Re: wget ftp url syntax is wrong

2001-02-28 Thread Jan Prikryl

> > By the way, neither "//" nor "/%2F" works in 1.7-dev.  Perhaps we
> > broke that when we fixed the problem where recursive FTP 'wget's
> > assumed that logging in always put you in '/'?
> 
> I believe some of Jan's changes broke it.  Also, the standard idiom:
> 
> wget -r ftp://username:password@host//path/to/home/something
> 
> no longer works.

Aargh. I will have a look at it.

-- jan 




Re: wget ftp url syntax is wrong

2001-02-28 Thread Hrvoje Niksic

"Dan Harkless" <[EMAIL PROTECTED]> writes:

> By the way, neither "//" nor "/%2F" works in 1.7-dev.  Perhaps we
> broke that when we fixed the problem where recursive FTP 'wget's
> assumed that logging in always put you in '/'?
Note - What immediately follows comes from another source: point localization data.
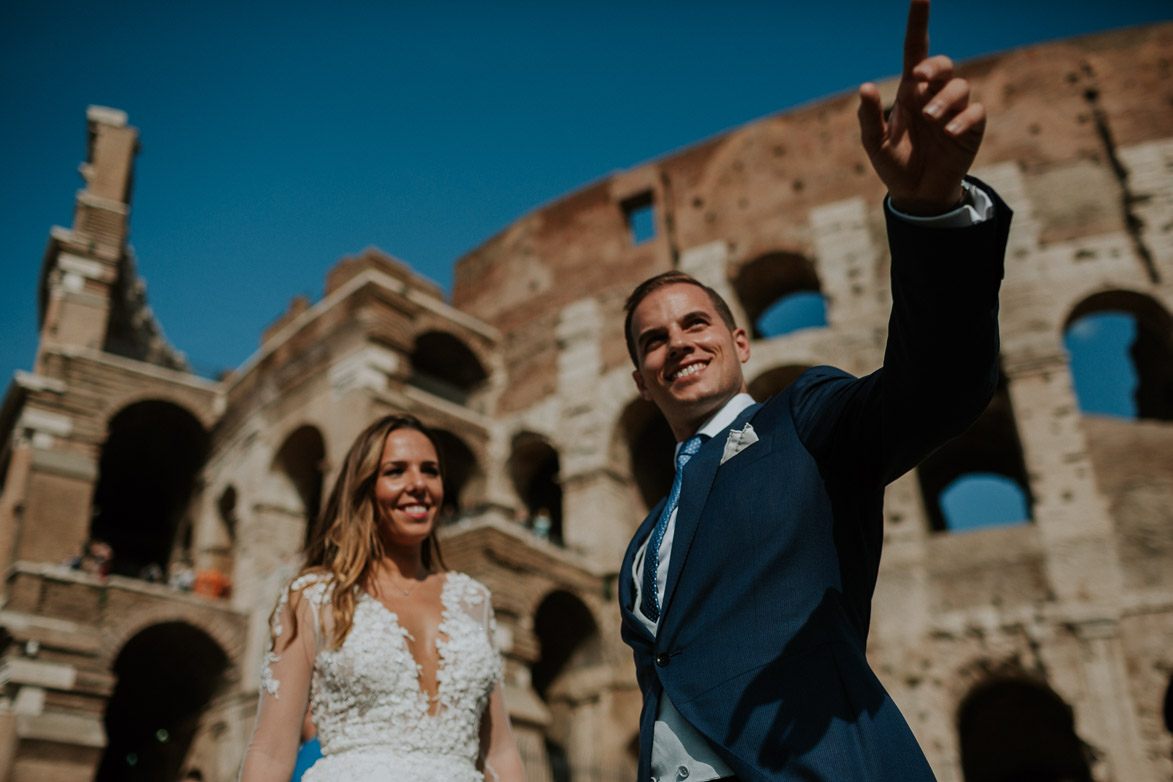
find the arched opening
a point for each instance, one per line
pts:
(650, 444)
(445, 366)
(980, 500)
(459, 468)
(774, 381)
(534, 469)
(1120, 349)
(146, 475)
(780, 293)
(302, 461)
(167, 674)
(569, 639)
(1019, 732)
(791, 313)
(570, 645)
(983, 471)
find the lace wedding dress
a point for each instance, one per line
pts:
(373, 720)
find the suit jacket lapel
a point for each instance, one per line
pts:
(698, 480)
(626, 587)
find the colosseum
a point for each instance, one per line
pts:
(1033, 650)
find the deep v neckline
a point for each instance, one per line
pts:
(442, 638)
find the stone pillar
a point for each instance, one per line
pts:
(59, 489)
(848, 263)
(1071, 514)
(594, 518)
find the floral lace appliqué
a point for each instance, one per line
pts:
(366, 701)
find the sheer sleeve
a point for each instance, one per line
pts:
(285, 678)
(499, 752)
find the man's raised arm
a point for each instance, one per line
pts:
(933, 134)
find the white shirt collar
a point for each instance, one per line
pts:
(721, 419)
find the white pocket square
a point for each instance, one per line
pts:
(738, 441)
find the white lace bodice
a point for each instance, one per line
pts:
(365, 695)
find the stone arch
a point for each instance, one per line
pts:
(535, 470)
(774, 381)
(1015, 729)
(1150, 353)
(147, 471)
(445, 365)
(298, 473)
(167, 675)
(196, 403)
(643, 441)
(569, 638)
(768, 281)
(989, 447)
(462, 474)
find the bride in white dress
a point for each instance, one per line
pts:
(393, 655)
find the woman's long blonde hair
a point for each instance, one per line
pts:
(345, 543)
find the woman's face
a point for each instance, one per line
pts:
(408, 490)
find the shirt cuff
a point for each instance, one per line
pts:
(976, 206)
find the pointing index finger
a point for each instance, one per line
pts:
(916, 35)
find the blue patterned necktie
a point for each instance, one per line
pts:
(649, 602)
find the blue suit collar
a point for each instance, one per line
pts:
(700, 471)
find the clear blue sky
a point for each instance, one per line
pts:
(278, 137)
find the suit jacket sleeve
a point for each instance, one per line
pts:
(940, 366)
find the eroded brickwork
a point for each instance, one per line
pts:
(553, 458)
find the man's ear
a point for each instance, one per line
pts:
(639, 383)
(741, 342)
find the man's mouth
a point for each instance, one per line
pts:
(691, 369)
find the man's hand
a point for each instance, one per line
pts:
(931, 136)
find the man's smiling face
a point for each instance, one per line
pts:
(690, 362)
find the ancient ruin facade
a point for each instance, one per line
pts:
(1037, 650)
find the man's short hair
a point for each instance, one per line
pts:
(663, 280)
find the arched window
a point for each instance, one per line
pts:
(1120, 347)
(569, 639)
(534, 469)
(146, 474)
(791, 313)
(648, 442)
(445, 366)
(167, 674)
(1017, 732)
(978, 500)
(780, 293)
(302, 461)
(980, 478)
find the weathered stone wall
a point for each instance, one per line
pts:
(1077, 604)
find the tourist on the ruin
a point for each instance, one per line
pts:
(95, 558)
(393, 654)
(746, 593)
I believe some of Jan's changes broke it.  Also, the standard idiom:

wget -r ftp://username:password@host//path/to/home/something

no longer works.



Re: wget ftp url syntax is wrong

2001-02-27 Thread Jamie Zawinski

Dan Harkless wrote:
> 
> It's my experience that very few anonymous FTP servers put you in a
> directory other than '/' (it certainly may be a chroot()ed '/'),

ftp.redhat.com puts you in /pub by default (as user "anonymous".)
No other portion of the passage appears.